I wonder about the context of the remark. Our Lord in some of his comments on divorce and remarriage made an exception for unchastity, which you Latins have ignored in your canon law, and which we Orthodox have instantiated in ecclesiastical divorces in which the innocent party can be given permission to remarry — not just in cases of the divorce of an adulterous spouse by the aggrieved innocent spouse, but for divorces of a husband by a wife whom he has tried to force into prostitution (a slightly different application of the for porneia exception).
Jesus’s comments also call only the party initiating the divorce and remarrying an adulterer (with the exception for porneia), but say nothing about a chaste spouse unjustly divorced being an adulterer should she (under Jewish law it would have been she) or he remarry. There is room for modification of your rigorist stand without violating the plain meaning of Our Lord’s injunctions on the matter, and without opening the floodgates to imitating the anything goes attitude of secular Western society. (Just as there is room for us Orthodox to tighten up our application of economia, often applied a bit too freely IMHO, to these matters.)

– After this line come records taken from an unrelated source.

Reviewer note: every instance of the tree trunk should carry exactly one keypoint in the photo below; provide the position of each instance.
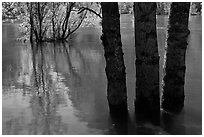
(174, 79)
(147, 58)
(115, 68)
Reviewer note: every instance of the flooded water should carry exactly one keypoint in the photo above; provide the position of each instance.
(61, 88)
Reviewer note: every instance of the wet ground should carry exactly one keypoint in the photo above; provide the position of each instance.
(61, 88)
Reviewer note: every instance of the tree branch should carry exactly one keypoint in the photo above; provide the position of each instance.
(85, 8)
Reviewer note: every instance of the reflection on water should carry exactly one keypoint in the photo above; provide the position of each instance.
(60, 88)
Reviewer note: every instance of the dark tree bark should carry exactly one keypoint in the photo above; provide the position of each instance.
(174, 79)
(115, 68)
(147, 58)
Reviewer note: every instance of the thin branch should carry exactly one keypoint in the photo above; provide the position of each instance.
(85, 8)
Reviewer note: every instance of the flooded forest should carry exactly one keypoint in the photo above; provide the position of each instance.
(101, 68)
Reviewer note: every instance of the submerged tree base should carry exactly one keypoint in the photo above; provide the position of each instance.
(119, 109)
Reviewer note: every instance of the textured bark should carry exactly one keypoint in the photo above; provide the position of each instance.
(115, 68)
(174, 79)
(147, 58)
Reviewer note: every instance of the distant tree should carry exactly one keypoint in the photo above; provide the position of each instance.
(163, 8)
(174, 79)
(147, 58)
(196, 8)
(125, 7)
(52, 21)
(115, 68)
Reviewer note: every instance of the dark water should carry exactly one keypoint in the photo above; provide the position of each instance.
(61, 88)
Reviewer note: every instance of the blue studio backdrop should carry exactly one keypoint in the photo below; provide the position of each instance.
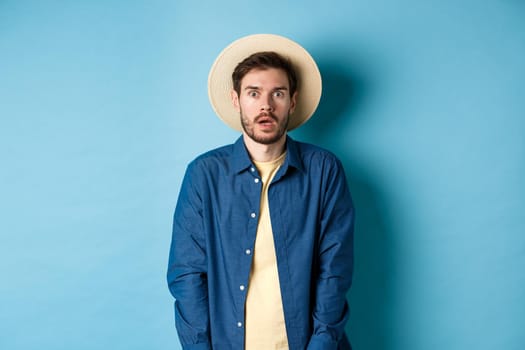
(103, 104)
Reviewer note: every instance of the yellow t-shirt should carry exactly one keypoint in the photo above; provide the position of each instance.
(265, 327)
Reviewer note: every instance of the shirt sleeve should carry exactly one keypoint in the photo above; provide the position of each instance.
(187, 267)
(335, 262)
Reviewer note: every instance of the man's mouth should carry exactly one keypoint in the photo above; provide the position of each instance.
(266, 119)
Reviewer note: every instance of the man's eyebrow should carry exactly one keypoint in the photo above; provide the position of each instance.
(254, 87)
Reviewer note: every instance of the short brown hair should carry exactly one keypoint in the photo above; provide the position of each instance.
(264, 60)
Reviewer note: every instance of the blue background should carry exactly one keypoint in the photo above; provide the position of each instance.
(103, 103)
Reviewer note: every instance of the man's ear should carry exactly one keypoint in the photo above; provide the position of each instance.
(235, 100)
(293, 102)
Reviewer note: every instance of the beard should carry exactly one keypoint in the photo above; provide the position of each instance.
(262, 137)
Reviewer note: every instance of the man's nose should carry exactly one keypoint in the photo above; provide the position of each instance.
(267, 104)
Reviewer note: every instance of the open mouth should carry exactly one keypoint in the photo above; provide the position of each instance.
(265, 120)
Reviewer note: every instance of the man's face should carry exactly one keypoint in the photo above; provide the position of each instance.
(264, 104)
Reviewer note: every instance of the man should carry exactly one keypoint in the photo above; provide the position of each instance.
(261, 254)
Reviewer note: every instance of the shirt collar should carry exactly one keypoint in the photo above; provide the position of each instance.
(241, 159)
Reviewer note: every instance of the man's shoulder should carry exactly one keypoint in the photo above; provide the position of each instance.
(216, 153)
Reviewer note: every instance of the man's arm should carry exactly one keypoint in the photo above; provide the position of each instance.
(335, 263)
(187, 277)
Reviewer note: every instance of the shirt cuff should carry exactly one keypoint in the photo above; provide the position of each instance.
(320, 342)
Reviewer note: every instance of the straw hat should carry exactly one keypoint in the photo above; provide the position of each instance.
(220, 78)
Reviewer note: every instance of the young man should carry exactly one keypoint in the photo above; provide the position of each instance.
(262, 247)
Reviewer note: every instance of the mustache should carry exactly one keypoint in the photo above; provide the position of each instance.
(266, 115)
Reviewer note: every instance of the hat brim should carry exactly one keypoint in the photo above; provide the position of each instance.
(220, 77)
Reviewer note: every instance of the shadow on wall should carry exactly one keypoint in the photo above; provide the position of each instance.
(371, 295)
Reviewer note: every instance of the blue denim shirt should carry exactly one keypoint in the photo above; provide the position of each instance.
(214, 231)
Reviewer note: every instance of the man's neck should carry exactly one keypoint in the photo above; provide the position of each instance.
(264, 153)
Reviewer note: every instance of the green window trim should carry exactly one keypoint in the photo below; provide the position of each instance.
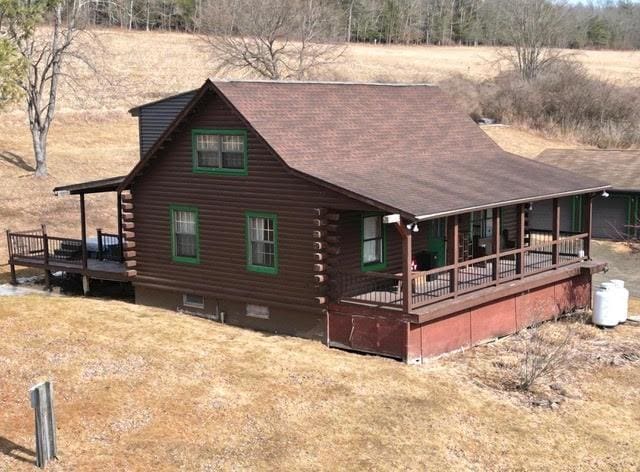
(261, 269)
(373, 266)
(174, 256)
(214, 170)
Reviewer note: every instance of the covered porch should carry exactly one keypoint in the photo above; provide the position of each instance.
(100, 255)
(432, 275)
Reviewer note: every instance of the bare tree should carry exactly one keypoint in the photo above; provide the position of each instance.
(532, 29)
(273, 39)
(44, 50)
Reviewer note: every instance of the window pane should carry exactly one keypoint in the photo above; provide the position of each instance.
(185, 245)
(262, 240)
(372, 227)
(372, 251)
(184, 228)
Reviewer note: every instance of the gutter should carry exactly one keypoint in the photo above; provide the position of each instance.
(510, 202)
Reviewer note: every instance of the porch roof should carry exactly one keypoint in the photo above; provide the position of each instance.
(408, 147)
(110, 184)
(403, 148)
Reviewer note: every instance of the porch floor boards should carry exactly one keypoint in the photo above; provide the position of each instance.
(467, 278)
(96, 269)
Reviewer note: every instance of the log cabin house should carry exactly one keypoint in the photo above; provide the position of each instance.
(378, 218)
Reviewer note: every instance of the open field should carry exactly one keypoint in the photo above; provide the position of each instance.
(140, 389)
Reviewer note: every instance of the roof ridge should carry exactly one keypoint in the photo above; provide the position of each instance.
(325, 82)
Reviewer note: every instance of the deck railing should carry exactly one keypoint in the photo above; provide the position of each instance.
(431, 286)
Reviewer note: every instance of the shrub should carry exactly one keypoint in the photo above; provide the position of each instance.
(565, 99)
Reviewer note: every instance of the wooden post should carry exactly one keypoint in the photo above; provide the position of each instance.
(45, 249)
(100, 248)
(12, 267)
(520, 259)
(407, 279)
(453, 250)
(555, 225)
(120, 242)
(496, 243)
(41, 396)
(83, 223)
(586, 224)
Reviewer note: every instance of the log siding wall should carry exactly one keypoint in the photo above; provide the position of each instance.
(222, 202)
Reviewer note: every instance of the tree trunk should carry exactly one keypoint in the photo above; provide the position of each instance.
(40, 150)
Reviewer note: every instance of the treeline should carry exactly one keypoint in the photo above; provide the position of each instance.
(605, 24)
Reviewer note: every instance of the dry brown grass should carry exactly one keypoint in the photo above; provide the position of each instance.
(145, 389)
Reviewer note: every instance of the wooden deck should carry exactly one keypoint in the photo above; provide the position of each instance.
(96, 269)
(37, 249)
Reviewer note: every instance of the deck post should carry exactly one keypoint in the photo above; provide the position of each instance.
(99, 233)
(453, 250)
(83, 223)
(45, 252)
(407, 279)
(120, 243)
(521, 235)
(555, 225)
(586, 223)
(496, 243)
(12, 267)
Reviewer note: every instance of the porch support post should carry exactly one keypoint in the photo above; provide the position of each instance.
(407, 279)
(83, 224)
(556, 232)
(119, 205)
(496, 243)
(453, 251)
(12, 267)
(587, 211)
(521, 234)
(45, 252)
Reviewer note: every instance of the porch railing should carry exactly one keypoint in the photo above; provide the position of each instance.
(431, 286)
(37, 244)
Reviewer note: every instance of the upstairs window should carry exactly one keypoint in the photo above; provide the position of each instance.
(184, 234)
(262, 242)
(220, 151)
(373, 243)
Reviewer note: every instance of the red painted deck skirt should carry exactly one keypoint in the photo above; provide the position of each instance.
(385, 332)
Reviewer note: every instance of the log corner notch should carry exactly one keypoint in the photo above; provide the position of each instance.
(324, 244)
(127, 238)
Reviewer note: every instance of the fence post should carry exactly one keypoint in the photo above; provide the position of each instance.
(99, 230)
(45, 248)
(41, 396)
(12, 267)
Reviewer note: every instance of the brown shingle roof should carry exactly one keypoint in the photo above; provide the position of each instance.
(405, 147)
(620, 168)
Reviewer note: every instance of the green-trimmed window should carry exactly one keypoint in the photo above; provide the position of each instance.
(185, 238)
(219, 151)
(373, 243)
(262, 242)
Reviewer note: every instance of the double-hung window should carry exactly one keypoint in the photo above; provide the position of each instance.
(184, 234)
(220, 151)
(262, 242)
(373, 243)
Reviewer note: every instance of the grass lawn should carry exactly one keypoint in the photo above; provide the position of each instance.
(145, 389)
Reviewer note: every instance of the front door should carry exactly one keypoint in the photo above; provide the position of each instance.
(436, 240)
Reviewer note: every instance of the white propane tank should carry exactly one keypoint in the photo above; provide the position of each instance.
(604, 309)
(622, 299)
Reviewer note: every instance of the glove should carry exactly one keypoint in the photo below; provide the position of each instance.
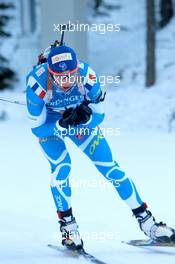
(69, 118)
(73, 117)
(84, 113)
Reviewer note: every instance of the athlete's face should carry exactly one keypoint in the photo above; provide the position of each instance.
(65, 82)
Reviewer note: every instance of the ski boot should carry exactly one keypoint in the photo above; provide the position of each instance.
(158, 232)
(69, 229)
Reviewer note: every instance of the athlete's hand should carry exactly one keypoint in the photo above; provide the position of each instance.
(69, 118)
(84, 113)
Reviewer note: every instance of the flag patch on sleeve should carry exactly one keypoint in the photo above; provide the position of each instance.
(36, 88)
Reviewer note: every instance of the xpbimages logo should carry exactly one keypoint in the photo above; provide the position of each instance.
(101, 28)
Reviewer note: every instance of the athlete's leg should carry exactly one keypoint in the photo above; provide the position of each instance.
(55, 151)
(97, 149)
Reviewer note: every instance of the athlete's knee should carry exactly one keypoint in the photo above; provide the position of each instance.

The exceptions Jesus referred to are a grounds for annulment. The word He used related to those who have strong blood ties.
Jesuss comments also call only the party initiating the divorce and remarrying an adulterer (with the exception for porneia), but say nothing about a chaste spouse unjustly divorced being an adulterer should she (under Jewish law it would have been she) or he remarry.
Not quite so simple. If anyone should marry a divorced women he also commits adultery.
There is room for modification of your rigorist stand without violating the plain meaning of Our Lords injunctions on the matter
I would ask you to take a look at Paul:
To the married, however, I give this instruction (not I, but the Lord): A wife should not separate from her husband and if she does separate she must either remain single or become reconciled to her husband and a husband should not divorce his wife. (1 Cor. 7:10-11)I am sorry, but because of human weakness the Orthodox have strayed from the clear and binding instruction of Jesus Christ.
“...and which we Orthodox have instantiated in ecclesiastical divorces in which the innocent party can be given permission to remarry not just in cases of the divorce of an adulterous spouse by the aggrieved innocent spouse, but for divorces of a husband by a wife whom he has tried to force into prostitution (a slightly different application of the for porneia exception).”
Does this apply to the Orthodox limit on remarriages? If so why have the limit if the same circumstances happen again to this person?